My number one focus in life right now is pants. No other laundry matters more than the baseball uniforms and practice pants. If they've got a game tonight then they'll need their practice pants tomorrow, and vice versa. I will not let them down, they will have their pants. And socks. And jersey and where is your hat? Do you have your cup-gloves-helmet-water-fleece? Tie your shoes.


I might have some B's but I get perfect attendance, no doubt. I show up. They know it. Well, I don't know if they even know they should know it. It's not on their minds. I'm mom. I'm the background to their world. But they'd totally notice if I wasn't present and they would yell MOM! and search for me until I'm in their background again.
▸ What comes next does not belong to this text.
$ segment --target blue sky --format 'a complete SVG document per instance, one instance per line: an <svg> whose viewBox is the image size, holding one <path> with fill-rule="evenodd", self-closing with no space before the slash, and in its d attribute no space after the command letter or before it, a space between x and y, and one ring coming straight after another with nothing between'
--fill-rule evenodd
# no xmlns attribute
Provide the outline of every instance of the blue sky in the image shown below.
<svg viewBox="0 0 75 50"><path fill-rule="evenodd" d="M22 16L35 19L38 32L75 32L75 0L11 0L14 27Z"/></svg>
There are hard days with tests and we all struggle just to pass. But there are no grades and no report cards when it's the middle of the night and they come to find me, their home-base, healer, the place where they are safe. They always root to get as close as they can get to my heart. Maybe they can feel that a very important part of themselves is still inside there. And the only curve is my body to theirs. I am the grade. I am their gold star.


13 comments:

  1. sigh. i could read your writing every day. its beautiful and perfect. you are a writer!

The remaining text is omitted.